Abstract
The application of ECMO has been increasing in the emergency department setting because patients with severe illness presenting to the emergency department maybe require further cardiorespiratory support despite vigorous resuscitative efforts.
This is the first time that the HSOPSC tool has been used to investigate the patient safety culture of the ECMO team in the emergency department.
The result of assessment of patient safety culture of the ECMO team in the emergency department will help hospital policy-maker, healthcare manager and providers to understand statue of patient safety culture and take some measures for improve patient safety.
Introductions
Extracorporeal membrane oxygenation (ECMO) is a form of extracorporeal life support. Its principle is to use an artificial pump to transport the patient’s nonoxygenated blood to a gas exchange device (oxygenator), where the blood is fully oxygenated and carbon dioxide is removed, and then the blood is reinfused back into the patient’s circulation system. ECMO is a complex, high risk and known as the last life-support clinical technique, which requires a multidisciplinary cooperation for initiation and management, and its complications may be severe and fatal. 1 Therefore, the ECMO team (ET) members must prioritize patient safety.
From 2019 to now, the novel coronavirus infected thousands of people in China and spread rapidly around the world. Approximately 33% of hospitalized patients with Coronavirus disease 2019 (COVID-19) develop acute respiratory distress syndrome (ARDS), and many with refractory hypoxemia require extracorporeal life support. 2 Under such circumstances, ECMO in China has developed rapidly. 3 Emergency department (ED) is the main place for the rescue of severe cardiopulmonary diseases in the hospital, and many patients presenting to the ED may require immediate ECMO support.
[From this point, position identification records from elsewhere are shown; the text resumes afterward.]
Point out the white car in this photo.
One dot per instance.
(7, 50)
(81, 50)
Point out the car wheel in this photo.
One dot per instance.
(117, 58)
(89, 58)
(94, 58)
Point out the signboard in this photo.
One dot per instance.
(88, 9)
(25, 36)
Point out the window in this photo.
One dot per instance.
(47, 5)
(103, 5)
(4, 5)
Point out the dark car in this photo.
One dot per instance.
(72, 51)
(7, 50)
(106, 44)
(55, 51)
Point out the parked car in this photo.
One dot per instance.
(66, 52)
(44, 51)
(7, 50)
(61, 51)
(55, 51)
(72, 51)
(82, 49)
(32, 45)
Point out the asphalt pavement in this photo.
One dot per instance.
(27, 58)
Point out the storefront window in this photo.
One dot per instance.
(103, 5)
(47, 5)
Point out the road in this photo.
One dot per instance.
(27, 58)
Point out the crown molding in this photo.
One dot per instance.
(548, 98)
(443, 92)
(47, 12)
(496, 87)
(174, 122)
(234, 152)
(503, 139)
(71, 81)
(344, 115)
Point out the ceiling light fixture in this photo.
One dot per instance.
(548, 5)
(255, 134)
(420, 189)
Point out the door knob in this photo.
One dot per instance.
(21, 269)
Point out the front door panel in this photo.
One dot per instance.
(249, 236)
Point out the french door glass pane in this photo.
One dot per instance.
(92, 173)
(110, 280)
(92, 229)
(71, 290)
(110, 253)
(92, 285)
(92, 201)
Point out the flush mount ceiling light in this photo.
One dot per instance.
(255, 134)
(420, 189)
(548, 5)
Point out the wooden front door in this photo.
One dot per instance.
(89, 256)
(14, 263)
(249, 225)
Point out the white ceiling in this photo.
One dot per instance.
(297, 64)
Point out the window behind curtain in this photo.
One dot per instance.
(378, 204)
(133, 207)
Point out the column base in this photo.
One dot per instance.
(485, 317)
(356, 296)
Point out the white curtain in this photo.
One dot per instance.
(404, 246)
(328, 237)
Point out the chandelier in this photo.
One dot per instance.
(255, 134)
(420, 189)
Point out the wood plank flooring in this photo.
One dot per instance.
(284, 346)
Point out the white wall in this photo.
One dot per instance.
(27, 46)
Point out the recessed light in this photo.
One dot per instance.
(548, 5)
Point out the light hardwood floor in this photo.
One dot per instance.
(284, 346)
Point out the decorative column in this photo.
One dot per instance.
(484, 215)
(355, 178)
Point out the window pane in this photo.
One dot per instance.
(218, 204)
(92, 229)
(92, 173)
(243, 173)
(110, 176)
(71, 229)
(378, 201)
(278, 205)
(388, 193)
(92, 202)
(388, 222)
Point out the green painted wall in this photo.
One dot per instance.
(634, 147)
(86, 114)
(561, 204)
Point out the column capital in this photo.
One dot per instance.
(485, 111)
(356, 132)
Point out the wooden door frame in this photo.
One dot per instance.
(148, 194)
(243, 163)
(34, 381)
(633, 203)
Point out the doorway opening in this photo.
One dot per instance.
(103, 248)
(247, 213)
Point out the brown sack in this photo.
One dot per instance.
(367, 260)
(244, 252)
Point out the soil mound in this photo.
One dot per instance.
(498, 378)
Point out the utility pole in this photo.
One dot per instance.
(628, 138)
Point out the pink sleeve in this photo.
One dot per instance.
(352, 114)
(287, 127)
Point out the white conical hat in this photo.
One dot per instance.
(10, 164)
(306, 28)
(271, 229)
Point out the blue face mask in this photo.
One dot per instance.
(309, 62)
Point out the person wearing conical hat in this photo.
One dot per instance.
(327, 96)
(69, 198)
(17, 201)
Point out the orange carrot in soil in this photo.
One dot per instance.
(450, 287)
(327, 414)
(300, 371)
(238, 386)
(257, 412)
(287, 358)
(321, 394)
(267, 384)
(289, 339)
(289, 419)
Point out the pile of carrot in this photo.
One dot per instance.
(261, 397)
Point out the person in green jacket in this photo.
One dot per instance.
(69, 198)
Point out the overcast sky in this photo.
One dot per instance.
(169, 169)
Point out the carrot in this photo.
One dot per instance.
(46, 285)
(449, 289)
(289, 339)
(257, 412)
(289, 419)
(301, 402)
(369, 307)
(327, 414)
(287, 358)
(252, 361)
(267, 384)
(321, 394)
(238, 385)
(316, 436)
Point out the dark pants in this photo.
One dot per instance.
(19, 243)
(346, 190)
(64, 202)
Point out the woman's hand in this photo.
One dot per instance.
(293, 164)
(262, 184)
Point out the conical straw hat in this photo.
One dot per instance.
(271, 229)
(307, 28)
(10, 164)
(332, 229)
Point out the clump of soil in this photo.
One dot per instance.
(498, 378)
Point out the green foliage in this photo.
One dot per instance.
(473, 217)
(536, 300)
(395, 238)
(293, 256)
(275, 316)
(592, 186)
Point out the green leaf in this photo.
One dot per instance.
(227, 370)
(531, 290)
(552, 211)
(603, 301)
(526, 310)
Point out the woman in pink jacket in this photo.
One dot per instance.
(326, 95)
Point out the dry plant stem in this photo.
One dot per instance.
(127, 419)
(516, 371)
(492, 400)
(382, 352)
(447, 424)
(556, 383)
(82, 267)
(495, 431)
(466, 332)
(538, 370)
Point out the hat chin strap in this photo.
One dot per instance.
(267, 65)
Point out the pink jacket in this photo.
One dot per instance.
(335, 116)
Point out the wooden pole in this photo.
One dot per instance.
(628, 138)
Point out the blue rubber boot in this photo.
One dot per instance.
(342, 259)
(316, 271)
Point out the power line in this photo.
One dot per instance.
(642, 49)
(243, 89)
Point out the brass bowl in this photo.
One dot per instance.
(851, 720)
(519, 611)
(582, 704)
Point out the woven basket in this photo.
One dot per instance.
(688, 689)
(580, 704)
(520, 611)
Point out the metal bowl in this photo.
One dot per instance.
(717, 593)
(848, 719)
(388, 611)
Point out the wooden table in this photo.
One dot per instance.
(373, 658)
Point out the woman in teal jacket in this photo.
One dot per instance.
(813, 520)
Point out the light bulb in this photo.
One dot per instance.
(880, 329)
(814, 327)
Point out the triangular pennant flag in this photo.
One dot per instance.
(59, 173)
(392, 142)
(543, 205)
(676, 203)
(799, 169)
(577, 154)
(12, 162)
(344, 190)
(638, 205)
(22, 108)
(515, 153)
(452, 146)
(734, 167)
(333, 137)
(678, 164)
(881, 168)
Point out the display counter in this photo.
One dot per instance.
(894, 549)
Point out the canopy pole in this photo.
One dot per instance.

The number of patients undergoing ECMO therapy in the ED is increasing as a number of recent studies show that the use of ECMO can improve outcomes in patients with cardiac arrests—mainly survival without neurologic deficit.4,5 However, the ET in most EDs is still at the preliminary stage, and ECMO-induced complications are common, the success rate of weaning from ECMO is not relatively high. Patient safety issues remain a serious challenge for the ET of ED.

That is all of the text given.